A Phase 3 randomized clinical trial (JCOG0802/WJOG4607L) is ongoing to compare surgical treatments for relatively early disease. The aim of this study is to evaluate the noninferiority in overall survival (OS) of limited resection compared with lobectomy in patients with small-sized (≤2 cm) peripheral NSCLC with a ground-glass opacity portion of less than 25%, excluding radiologically determined noninvasive cancer. The primary endpoint is OS, and secondary endpoints include postoperative respiratory function and proportion of patients who successfully undergo limited resection. As of March 2014, 995 of a target 1,100 patients have been enrolled [Nakamura K et al. Jpn J Clin Oncol 2014].

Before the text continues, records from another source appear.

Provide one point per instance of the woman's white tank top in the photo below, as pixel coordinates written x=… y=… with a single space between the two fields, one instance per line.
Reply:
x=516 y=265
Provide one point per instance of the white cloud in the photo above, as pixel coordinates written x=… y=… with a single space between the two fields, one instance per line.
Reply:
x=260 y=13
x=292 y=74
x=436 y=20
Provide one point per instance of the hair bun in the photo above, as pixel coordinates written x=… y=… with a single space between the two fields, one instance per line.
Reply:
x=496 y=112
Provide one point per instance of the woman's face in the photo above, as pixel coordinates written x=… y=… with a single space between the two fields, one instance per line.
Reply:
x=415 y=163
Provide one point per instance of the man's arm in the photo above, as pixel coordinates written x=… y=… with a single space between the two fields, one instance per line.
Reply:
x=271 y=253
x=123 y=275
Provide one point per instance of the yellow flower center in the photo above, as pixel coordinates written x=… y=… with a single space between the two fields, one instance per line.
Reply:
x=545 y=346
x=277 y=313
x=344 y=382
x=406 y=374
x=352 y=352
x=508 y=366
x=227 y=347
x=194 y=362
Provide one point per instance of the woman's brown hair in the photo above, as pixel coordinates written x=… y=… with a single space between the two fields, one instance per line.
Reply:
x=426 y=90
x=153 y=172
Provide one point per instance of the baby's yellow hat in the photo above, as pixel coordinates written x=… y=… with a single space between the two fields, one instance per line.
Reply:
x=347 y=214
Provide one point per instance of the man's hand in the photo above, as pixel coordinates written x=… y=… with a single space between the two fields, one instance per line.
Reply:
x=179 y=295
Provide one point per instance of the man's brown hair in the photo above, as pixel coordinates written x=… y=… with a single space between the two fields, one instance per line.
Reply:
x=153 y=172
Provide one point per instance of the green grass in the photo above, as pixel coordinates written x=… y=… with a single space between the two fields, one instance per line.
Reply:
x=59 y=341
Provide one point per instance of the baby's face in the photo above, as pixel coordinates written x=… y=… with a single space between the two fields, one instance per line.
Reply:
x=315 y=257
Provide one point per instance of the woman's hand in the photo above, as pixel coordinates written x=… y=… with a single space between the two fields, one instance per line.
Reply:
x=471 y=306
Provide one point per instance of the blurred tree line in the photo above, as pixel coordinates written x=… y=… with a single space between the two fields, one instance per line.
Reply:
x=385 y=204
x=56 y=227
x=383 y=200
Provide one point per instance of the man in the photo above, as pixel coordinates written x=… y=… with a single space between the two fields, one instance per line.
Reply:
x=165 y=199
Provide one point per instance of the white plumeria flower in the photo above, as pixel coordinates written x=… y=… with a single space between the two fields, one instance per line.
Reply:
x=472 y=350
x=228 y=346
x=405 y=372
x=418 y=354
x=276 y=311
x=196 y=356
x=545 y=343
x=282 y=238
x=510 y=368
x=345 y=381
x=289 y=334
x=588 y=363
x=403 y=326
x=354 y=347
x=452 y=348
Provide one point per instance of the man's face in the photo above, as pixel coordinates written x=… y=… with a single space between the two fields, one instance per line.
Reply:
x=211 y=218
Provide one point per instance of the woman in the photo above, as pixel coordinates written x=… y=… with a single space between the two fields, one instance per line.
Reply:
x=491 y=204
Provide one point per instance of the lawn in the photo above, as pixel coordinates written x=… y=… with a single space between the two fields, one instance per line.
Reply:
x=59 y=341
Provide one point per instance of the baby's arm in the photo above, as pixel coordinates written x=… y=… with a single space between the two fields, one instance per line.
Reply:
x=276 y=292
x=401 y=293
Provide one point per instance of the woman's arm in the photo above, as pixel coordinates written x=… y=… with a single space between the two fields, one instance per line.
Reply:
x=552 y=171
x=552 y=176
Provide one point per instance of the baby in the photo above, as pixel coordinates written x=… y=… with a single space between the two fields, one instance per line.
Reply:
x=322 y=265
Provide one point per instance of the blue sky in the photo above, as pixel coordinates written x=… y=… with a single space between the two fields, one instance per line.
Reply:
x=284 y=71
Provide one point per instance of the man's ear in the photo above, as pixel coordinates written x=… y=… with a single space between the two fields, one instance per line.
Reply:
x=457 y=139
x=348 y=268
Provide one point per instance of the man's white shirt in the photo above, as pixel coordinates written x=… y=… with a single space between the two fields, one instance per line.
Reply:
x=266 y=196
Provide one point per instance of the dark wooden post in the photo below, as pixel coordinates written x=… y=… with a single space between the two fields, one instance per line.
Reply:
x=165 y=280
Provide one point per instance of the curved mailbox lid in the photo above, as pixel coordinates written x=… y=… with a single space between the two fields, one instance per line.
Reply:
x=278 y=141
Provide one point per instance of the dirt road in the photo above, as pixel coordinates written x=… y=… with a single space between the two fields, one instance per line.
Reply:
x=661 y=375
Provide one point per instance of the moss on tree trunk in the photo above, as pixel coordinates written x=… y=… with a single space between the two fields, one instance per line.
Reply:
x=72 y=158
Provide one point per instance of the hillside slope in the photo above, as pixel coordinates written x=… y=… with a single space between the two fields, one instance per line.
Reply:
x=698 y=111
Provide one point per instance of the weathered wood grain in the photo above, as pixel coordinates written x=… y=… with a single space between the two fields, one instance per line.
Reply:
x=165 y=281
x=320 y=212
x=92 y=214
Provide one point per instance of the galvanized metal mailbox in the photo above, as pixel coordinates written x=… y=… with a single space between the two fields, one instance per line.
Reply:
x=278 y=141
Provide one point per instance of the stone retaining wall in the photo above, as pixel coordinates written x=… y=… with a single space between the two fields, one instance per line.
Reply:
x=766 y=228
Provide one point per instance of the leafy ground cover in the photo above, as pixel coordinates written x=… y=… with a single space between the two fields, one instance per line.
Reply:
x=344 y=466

A Phase 2 trial (JCOG0804/WJOG4507L) also aims to investigate the feasibility of wedge resection for peripheral early disease (≤2 cm) with a ground-glass opacity portion of more than 75%. This trial is still recruiting participants, and the target sample size is 330 patients.

Overall, the 3 surgical platforms are appropriate options for lung resection, although the robotic technique currently appears to be the most costly, whereas video-assisted thoracoscopic surgery seems to be the least expensive approach (Figure 1) [Deen SA et al. Ann Thorac Surg 2014]. According to experts, however, open thoracotomy is still a good treatment option in select cases. Dr. Asamura advised against compromising on an optimal cancer surgery, emphasizing that a technological approach should be chosen only if it represents the optimum surgical technique.

Figure 1.

Cost Comparison of Surgical Approaches to Lung Resection

VATS=video-assisted thoracoscopic surgery.Overall cost per case comparison: open versus robot (p=0.058), open versus video-assisted thoracoscopic (VATS; p = 0.227*), and robot versus VATS (p<0.001).Reproduced from Deen SA et al. Defining the cost of care for lobectomy and segmentectomy: a comparison of open, video-assisted thoracoscopic, and robotic approaches. Ann Thorac Surg 2014;97(3):1000–1007. With permission from Elsevier.*On December 1, 2014, this was changed from 0.2271 to 0.227.

Thoracic surgery, therefore, remains a major diagnostic and therapeutic modality for patients with NSCLC, although many controversial issues remain regarding its precise role and application. Dr. Asamura concluded that more definitive recommendations on the surgical treatment choice can be made only when the results of large randomized studies such as the JCOG trials become available.